Richardson has written extensively about how he and his colleagues persuaded young men who were deeply distrustful of the health care system to seek treatment for the trauma they’d experienced — not just from their near-fatal firearm injuries, but also from growing up around gunfire in impoverished neighborhoods fractured by mass-incarceration practices. His documentary, Life After the Gunshot, created in partnership with Che Bullock, one of the men he mentored, is a moving testament to the healing power of compassion and to Richardson’s remarkable ability to persuade people, some so wary they bring guns to appointments with him, to drop their guard and join him on a path to recovery.
The film follows 10 men from the District of Columbia who participated in a hospital-based violence intervention program, one of about 50 in the United States offering victims of violence a range of supports like therapy and help with finding a job, all in hopes of reducing the risk of retaliation or reinjury. Studies have found that without such supports, more than 60 percent of people who experience a violent injury will be readmitted for another within their lifetime. For the men in the film — many of whom had been shot or stabbed multiple times — any sense of safety or faith in the world has been shattered long before they were physically injured. By enabling them to come to terms with the harsh reality of their childhoods and the profound effects of structural racism, the program — particularly a peer support group co-led by Bullock — becomes a turning point in their lives.
It’s not easy work for anyone involved: not the patients, who still hear gunfire while trying to recover; not the social workers and peer support workers, who witness death on a near-weekly basis; and not the trauma surgeons and ED physicians, who know the health care system is only just beginning to grapple with complex trauma.
Despite these challenges, an increasing number of clinicians and hospital CEOs are stepping forward to insist that the health system play a greater role in preventing gun violence in all its forms.

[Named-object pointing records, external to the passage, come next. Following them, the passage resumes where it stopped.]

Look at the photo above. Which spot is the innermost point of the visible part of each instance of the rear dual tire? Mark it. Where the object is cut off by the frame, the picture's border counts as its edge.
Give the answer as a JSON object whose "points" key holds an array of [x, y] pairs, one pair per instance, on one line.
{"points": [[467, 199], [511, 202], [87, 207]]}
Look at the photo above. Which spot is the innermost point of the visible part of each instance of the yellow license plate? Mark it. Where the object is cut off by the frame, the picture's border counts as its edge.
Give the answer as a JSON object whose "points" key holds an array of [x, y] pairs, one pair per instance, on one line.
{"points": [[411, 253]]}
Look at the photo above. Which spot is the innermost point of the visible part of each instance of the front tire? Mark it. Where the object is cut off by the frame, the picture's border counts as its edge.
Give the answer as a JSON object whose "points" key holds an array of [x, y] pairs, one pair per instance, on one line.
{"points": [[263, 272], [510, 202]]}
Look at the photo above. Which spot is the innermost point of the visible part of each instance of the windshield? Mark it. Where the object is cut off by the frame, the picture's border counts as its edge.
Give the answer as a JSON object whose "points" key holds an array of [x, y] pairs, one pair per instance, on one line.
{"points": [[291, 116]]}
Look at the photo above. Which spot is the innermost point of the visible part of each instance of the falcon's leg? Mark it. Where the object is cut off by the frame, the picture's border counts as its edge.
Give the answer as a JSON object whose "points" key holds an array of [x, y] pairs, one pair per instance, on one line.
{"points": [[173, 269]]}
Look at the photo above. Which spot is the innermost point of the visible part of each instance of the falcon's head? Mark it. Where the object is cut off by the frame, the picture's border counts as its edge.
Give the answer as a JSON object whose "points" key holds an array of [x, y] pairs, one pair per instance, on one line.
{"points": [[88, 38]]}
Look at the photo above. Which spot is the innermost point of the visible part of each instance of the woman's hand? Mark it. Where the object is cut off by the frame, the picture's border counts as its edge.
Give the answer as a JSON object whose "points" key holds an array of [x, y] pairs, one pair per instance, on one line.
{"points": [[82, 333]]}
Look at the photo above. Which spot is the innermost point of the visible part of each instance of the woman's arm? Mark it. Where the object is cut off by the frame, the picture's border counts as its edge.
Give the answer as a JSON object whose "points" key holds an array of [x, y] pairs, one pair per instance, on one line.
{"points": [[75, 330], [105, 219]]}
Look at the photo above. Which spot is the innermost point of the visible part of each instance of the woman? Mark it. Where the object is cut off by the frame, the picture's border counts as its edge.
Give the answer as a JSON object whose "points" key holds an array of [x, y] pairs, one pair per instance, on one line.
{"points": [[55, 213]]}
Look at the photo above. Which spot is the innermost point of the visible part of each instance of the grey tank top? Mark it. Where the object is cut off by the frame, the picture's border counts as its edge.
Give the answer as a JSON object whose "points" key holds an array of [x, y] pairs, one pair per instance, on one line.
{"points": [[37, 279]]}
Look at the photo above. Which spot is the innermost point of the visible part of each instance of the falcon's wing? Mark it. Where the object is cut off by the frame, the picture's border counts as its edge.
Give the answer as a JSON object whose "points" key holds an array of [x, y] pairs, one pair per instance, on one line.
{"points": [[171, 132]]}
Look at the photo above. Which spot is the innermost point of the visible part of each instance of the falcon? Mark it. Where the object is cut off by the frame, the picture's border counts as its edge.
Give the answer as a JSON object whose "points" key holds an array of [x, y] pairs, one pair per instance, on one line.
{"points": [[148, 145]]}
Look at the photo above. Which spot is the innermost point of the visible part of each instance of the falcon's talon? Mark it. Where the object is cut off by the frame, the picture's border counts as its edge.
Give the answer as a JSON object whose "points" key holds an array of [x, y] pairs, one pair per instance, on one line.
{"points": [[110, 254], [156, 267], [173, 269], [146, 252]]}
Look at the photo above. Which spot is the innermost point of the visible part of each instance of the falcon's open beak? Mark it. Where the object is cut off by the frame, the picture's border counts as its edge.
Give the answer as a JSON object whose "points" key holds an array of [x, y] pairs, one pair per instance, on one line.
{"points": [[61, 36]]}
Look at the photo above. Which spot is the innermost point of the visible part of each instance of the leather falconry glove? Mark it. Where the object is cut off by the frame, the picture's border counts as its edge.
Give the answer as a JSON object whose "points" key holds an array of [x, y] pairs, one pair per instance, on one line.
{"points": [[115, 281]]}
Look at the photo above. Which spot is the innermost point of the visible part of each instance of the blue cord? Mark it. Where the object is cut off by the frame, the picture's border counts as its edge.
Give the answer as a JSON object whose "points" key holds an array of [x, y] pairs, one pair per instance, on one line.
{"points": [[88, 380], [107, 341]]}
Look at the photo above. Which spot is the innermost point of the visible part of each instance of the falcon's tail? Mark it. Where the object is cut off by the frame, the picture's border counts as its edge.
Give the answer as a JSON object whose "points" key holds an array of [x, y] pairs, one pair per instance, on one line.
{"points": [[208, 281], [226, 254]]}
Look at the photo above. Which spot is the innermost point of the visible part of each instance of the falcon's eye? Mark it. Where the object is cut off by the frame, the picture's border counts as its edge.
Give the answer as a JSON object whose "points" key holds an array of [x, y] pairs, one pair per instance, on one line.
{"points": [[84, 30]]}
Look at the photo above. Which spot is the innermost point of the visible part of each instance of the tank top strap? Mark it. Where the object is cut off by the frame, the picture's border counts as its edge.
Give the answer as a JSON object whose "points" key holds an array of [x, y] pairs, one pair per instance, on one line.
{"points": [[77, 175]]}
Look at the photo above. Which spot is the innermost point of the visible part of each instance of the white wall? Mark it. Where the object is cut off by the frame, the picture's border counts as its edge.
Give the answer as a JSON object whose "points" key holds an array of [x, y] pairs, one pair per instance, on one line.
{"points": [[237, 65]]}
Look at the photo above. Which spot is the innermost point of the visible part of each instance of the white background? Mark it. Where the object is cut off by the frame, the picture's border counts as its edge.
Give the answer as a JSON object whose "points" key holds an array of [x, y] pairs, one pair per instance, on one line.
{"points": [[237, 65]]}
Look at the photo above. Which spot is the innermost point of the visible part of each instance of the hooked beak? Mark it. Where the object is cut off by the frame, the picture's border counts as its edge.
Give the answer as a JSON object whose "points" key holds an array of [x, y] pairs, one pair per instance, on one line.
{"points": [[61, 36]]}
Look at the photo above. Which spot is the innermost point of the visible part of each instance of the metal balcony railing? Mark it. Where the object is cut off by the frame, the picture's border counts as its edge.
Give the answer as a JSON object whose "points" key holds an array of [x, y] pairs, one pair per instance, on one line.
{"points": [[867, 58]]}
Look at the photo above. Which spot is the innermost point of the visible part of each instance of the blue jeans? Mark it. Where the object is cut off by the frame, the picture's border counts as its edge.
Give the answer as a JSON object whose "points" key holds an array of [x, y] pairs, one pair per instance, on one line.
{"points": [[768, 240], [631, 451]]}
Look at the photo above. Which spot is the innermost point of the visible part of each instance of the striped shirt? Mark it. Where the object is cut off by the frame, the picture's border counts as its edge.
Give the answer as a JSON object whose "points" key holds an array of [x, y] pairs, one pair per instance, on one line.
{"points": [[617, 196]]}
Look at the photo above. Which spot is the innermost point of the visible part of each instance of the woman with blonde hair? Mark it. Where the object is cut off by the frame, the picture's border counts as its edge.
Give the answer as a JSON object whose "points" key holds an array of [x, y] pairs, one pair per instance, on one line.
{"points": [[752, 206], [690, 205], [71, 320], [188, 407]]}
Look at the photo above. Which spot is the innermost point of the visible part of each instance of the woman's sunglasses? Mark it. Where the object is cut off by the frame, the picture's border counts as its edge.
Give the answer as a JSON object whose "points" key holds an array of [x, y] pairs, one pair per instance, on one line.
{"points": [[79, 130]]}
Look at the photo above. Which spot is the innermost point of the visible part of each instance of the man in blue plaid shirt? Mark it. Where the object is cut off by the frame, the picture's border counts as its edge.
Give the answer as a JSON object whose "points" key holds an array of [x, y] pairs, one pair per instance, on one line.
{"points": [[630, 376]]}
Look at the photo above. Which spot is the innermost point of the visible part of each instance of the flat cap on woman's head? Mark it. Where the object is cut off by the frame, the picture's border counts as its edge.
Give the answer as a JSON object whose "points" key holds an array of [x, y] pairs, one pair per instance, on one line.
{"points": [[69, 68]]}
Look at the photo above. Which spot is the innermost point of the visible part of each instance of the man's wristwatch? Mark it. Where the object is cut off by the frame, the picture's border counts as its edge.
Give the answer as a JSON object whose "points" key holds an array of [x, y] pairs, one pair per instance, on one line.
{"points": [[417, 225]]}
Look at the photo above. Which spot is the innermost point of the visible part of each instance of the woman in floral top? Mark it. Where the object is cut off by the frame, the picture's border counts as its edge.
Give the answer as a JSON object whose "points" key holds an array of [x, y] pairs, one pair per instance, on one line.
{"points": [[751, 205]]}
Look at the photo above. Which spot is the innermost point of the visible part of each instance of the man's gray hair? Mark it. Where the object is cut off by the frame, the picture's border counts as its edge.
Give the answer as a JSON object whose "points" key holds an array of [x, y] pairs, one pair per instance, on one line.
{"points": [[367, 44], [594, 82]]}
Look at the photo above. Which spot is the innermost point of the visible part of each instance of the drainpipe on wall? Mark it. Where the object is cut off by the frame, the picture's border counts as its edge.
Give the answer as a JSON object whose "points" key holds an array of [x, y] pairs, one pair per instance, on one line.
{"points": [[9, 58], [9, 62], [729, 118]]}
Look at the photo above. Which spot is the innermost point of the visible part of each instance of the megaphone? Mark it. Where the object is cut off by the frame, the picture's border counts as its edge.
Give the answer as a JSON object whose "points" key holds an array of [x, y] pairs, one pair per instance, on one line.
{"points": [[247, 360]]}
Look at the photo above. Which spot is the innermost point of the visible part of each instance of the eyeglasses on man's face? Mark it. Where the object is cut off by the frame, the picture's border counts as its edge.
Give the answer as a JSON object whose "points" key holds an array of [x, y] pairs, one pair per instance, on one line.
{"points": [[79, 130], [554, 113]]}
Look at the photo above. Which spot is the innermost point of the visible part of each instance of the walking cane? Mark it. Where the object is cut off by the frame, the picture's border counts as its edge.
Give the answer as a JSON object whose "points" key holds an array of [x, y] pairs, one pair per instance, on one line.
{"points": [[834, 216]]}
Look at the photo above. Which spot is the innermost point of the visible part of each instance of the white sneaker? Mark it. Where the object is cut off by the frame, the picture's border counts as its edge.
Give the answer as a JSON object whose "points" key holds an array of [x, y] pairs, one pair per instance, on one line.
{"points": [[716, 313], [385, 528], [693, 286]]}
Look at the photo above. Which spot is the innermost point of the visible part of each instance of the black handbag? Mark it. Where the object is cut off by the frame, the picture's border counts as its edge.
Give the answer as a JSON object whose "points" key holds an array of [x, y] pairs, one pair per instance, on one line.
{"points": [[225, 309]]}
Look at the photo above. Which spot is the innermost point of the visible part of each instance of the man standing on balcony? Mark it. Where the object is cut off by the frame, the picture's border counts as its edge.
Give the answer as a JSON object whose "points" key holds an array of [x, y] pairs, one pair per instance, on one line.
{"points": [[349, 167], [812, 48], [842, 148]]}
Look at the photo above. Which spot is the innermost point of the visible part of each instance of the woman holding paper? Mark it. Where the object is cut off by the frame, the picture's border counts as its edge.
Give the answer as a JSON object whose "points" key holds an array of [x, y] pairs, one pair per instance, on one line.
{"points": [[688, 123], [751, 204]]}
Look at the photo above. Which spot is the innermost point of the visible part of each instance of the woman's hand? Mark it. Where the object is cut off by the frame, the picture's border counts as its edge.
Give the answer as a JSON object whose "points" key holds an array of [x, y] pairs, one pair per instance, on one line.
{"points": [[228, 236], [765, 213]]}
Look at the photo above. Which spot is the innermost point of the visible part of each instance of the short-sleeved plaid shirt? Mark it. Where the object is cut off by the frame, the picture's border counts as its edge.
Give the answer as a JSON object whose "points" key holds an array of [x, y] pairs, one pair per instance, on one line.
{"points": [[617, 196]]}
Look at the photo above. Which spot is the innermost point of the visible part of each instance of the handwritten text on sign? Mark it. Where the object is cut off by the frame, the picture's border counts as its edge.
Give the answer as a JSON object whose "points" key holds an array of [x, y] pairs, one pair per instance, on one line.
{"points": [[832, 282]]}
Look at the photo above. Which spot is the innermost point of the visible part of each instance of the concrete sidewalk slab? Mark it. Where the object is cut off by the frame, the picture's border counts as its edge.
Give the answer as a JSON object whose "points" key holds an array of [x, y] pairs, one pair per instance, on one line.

In this issue of Transforming Care, we describe the efforts of health care providers to develop a more comprehensive response to gun violence, one modeled on public health campaigns targeting cigarette smoking and car accidents. Like those campaigns, gun violence prevention efforts focus on screening and surveillance to identify people at risk and reveal patterns of injury. They also develop, test, and evaluate novel approaches to treating gun violence, often in partnership with the communities most affected by it. Other initiatives focus on public awareness and provider education, aiming to make firearm injury prevention an expected part of health care delivery.
With the passage of the Bipartisan Safer Communities Act, more health systems are expected to follow suit. The law allocates $250 million for community violence interruption programs that adopt a public health approach to reducing gun violence. It also provides $750 million for crisis response services, including implementation of extreme-risk protection orders. Several new organizations have been established to provide technical support to hospitals engaged in this work, among them the Northwell Health Center for Gun Violence Prevention and Kaiser Permanente’s Center for Gun Violence Research and Education, which is co-led by the Health Alliance for Violence Intervention. These centers also fund research to build the evidence base for effectively engaging the highest-need patients in clinical and community settings.